A typical Arabesk track could be Unutamadım (Kaç Kadeh Kırıldı) by Müslüm Gürses, due to the melancholic tone of the song. A track that could be quite atypical might be Alev Alev by Hayat, as part of it is in German and does not share the typical sentiment of older Arabesk songs. Thus, it makes sense for it to be in the Besk rap playlist. Do remember that these playlists can change from time to time, as Spotify might adjust the songs that are used in them. In particular the subgenres are more likely to change, as they have a focus on newer music.
As of March 5th 2023, a fourth playlist that consists of more songs was added to the corpus. This playlist has been added with the intent of increasing the amount of older Arabesk music. I wanted to increase the representation of different artists and songs in my corpus. So far it has not affected my results much, so I’m not sure if it was helpful. The playlist was mostly made by someone else, but I added a bit to it myself.
In the end, I made the decision to view my corpus from two perspectives. The first being a wider perspective in which I compare the Arabesk genre to the subgenres. The latter being a narrower perspective in which I zoom in on a specific artist in the Arabesk genre. I made visualisations and analyses of both perspectives.

Orhan Gencebay is considered to be a pioneer in the Arabesk genre. I won’t mention him a lot in the rest of my portfolio, but it felt right to at least have an image of him in my project.
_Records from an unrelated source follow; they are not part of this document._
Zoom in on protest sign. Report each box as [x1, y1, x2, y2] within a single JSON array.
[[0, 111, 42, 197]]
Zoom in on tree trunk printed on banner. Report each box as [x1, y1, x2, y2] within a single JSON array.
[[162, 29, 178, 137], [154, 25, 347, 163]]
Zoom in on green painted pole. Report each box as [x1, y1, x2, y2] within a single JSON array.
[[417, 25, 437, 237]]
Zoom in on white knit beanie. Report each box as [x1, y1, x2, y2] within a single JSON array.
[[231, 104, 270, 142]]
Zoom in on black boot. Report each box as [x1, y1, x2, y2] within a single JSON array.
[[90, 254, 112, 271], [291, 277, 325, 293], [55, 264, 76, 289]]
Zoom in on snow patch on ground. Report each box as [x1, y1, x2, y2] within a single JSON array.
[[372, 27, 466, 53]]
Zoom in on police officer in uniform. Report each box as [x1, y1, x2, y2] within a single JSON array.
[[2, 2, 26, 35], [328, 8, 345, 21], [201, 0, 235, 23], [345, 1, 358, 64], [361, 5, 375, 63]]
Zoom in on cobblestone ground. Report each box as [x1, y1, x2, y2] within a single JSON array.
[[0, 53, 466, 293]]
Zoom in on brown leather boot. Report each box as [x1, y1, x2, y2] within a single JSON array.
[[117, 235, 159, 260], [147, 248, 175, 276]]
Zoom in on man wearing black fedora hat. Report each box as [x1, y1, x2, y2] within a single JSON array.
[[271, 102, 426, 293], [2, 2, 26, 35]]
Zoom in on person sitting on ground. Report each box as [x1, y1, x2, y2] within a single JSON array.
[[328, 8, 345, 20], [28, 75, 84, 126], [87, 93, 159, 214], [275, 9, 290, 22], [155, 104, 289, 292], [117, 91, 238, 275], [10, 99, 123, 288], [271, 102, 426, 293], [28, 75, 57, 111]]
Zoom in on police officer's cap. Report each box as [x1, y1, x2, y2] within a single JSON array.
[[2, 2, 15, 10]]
The scatter plot above plots the acousticness of the playlists on the Y-axis and the danceability of the playlists on the X-axis. This is done in three subplots for each of the playlists. When looking at the pattern of the dots, it becomes clear that classic Arabesk music tends to have a lower danceability rating and a higher acousticness rating in comparison to the two subgenres (Arabesk Pop and Arabesk Rap). This shows some of the differences of the more recent music in the subgenres in comparison to the older music.
I would assume that these different patterns in acousticness and danceability could certainly be a reason for a different experience when listening to the subgenres in comparison to the original Arabesk genre. Partially, I feel like this could be due to the era in which the music came out. My assumption is that older music in general is more acoustic and less danceable than music released in the past years. So personally, I am not sure if these differences are unique to Arabesk and its subgenres, despite that they probably do play a role in the different experience when listening to the subgenres.
The first plot shows the mean valence for each of the playlists used. The difference between the values are actually much smaller than I expected them to be. Prior to this plot, I would have expected the classic Arabesk playlist (Babalar) to have somewhat of a lower valence than the other two playlists, as Arabesk music is well known in Turkey for being music that would be of low valence. Perhaps the mean was not the best property to take of the valence feature, due to its sensitivity to outliers.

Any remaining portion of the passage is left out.